Robustness and Reliability of Grid Systems

Overview:  The goal of this project is to develop measurement methods for evaluating the reliability and robustness of grid-computing systems that utilize the emerging Open Grid Forum (OGF) standards and related specifications. Grid computing systems enable dynamic composition of large numbers of distributed resources to perform highly compute-intensive tasks. These resources include processors, software components, memory and disk storage, high-speed data transfer capabilities, and databases. In recent years, there has been rapid growth in the number of industrial grid systems developed to support applications such as electronic commerce and finance, engineering design, product development, and scientific research. As demand grows and development of this technology continues, industrial grid systems that implement standards solutions will require methods to measure, analyze, and manage increasingly greater numbers of grid resources in order to ensure system reliability under volatile and uncertain conditions.

Industry Need Addressed: The rapid growth of commercial grid computing depends upon the success of standards currently being developed by the OGF and similar organizations. While these standards focus on providing a common platform for executing core grid resource management functions, less attention has been devoted to understanding how standards-based grid systems might behave at a large scale, or how well they might respond under volatile and uncertain conditions. At large scales, interactions among grid components can lead to complex, non-linear behaviors that produce unsuspected and uncontrolled system-wide effects, which in turn, can endanger and severely degrade effectiveness of an industrial grid system.
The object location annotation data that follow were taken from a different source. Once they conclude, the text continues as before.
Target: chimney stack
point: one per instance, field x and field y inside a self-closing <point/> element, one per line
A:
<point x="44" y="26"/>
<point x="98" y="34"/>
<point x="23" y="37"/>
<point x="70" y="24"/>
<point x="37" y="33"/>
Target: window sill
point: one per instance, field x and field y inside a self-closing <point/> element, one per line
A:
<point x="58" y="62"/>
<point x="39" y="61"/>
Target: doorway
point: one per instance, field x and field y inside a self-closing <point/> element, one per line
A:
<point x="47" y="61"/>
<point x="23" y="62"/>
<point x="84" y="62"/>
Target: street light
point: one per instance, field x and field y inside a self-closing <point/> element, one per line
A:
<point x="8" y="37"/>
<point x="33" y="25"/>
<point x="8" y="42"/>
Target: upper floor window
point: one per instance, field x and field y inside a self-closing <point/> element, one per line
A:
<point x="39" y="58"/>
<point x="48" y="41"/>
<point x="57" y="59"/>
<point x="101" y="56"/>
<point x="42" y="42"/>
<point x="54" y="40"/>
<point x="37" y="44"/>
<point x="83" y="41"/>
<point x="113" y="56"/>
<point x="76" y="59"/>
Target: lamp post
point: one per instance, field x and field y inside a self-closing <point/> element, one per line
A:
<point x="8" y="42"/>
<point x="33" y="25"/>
The ability of grid systems to exhibit reliability and robustness in the face of such conditions is important; otherwise, significant productivity losses are likely to occur and long-term technological progress will be endangered. To ensure the required reliability of large-scale grid systems, the development of measurement methods is needed for analysis and management.

NIST/ITL Role: AAs industry focuses on establishing basic grid capabilities, NIST/ITL assists the private sector by developing methods to measure system behaviors and characteristics that impact reliability and robustness in large-scale, standards-based grid computing systems. These methods measure the ability of grids to provide services to industrial applications in the face of volatile and uncertain conditions. The methods will also enable understanding of causes of complex behavior in grid systems, detection of the onset of undesirable system states, and ultimately control to promote desirable system states. Specifically, the work provides:

  1. A simulation framework for modeling different approaches to resource management and control that currently underlie grid computing specifications,
  2. A set of metrics, scenarios, and methods against which to measure and evaluate robustness and reliability of the proposed approaches, with sample evaluations,
  3. Control algorithms that facilitate desirable overall grid system behaviors and
  4. Identification of issues and requirments for grid system reliability, developed through the OGF Reliability and Robustness Research Group.

Impact: NIST/ITL, through publication, interaction with industry, and participation in the standards bodies, provides critical information to developers of commercial grid computing standards and applications. Such information should suggest new approaches to improving reliability and robustness under volatile conditions.